You must be concealed when you go on stand. You’ll probably find plenty of natural blinds-logs, boulders, blowdowns, clumps of brush, etc. but it’s not a bad idea to pack along a roll of camouflage netting to improve such blinds. Sometimes, too, you can enhance a natural blind with fallen branches, brush, and twigs.
Camouflage apparel is also a great help. Most hunters wear a camouflage-pattern jacket, pants, and hat. Some wear a camouflage face-net or mask, or blacken their faces and hands with burnt cork, or apply camouflage grease paint, which is available at many archery-equipment outlets and some general sporting-goods stores. A few hunters go further, wearing camouflage gloves and even camouflage-pattern shoes or boots.
The basic types of store-bought calls are boxes with hinged handles, boxes with separate strikers, tubes, slates, box or wingbone suction calls, aluminum-groove calls and diaphragm yelpers.
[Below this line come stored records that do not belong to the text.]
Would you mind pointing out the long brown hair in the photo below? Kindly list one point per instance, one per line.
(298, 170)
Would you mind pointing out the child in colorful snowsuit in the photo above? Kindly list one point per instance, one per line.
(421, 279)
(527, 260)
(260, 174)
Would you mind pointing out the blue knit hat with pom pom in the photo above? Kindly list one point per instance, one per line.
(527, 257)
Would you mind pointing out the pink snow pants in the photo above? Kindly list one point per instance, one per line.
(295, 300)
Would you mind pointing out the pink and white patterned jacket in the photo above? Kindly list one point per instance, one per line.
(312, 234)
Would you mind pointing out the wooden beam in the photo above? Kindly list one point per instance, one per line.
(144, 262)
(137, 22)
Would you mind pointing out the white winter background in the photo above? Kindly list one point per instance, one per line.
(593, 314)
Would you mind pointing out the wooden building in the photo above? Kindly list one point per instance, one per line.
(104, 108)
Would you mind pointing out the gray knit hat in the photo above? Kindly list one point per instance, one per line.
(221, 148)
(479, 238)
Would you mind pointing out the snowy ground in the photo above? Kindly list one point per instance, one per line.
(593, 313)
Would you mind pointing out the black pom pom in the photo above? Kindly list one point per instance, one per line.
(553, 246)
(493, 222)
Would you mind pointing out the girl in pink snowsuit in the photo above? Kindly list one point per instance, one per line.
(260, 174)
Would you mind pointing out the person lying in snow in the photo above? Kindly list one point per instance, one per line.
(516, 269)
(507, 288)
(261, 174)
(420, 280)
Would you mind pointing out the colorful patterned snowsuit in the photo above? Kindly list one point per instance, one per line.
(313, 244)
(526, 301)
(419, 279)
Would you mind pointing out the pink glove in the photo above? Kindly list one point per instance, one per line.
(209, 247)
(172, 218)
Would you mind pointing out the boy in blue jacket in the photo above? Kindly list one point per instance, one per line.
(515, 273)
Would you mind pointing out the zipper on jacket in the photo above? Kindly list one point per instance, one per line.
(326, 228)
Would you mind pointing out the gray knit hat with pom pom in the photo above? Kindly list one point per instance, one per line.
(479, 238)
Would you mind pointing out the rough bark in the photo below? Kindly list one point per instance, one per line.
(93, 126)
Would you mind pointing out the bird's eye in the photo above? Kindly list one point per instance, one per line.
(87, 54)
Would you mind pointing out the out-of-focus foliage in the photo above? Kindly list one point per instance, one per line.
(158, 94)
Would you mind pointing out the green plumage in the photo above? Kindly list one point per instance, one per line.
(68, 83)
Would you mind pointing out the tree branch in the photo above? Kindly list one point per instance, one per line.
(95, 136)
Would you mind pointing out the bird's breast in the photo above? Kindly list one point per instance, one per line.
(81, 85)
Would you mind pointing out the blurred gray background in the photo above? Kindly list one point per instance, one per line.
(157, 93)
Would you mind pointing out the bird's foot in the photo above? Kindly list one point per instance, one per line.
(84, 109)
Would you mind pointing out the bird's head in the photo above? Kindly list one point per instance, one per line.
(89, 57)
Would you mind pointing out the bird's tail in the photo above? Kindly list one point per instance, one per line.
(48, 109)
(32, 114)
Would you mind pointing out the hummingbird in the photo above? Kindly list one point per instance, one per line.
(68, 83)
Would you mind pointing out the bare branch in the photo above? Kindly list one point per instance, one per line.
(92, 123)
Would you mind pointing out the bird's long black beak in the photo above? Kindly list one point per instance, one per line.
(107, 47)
Some are more popular (or traditional) than others in various regions. The diaphragm type takes some practice to make it sound right, but it has the advantage of leaving both your hands free, and it can be quite realistic. It’s a vibration device, worked between your tongue and the roof of your mouth.
In the spring hunting season, sexually receptive hens call to any available males by uttering rather plaintive yelps, which sound something like keowk, keowk. This is the most basic and frequently effective call. It isn’t the only sound you need. When flying from a roost, turkeys sometimes yelp more softly, and they often cluck and trill while feeding. An imitation of these calls isn’t important (though it might attract a gobbler’s attention) but once in a while such sounds may help you locate birds. More important is the gobbling and yodeling of the males-sounds used to warn other males away and respond to calling females. The basic gobbling sound might be described as a high, throaty gl-obble-obble-obble, sometimes preceded by or combined with a more yodel- grrrrddle sound.
Calling is usually best when there’s little or no breeze. When rustling wind can cover the sound of approaching predators, turkeys remain still and hidden. On calm days they’re active, and their gobbling can sometimes be heard at a distance of more than half a mile.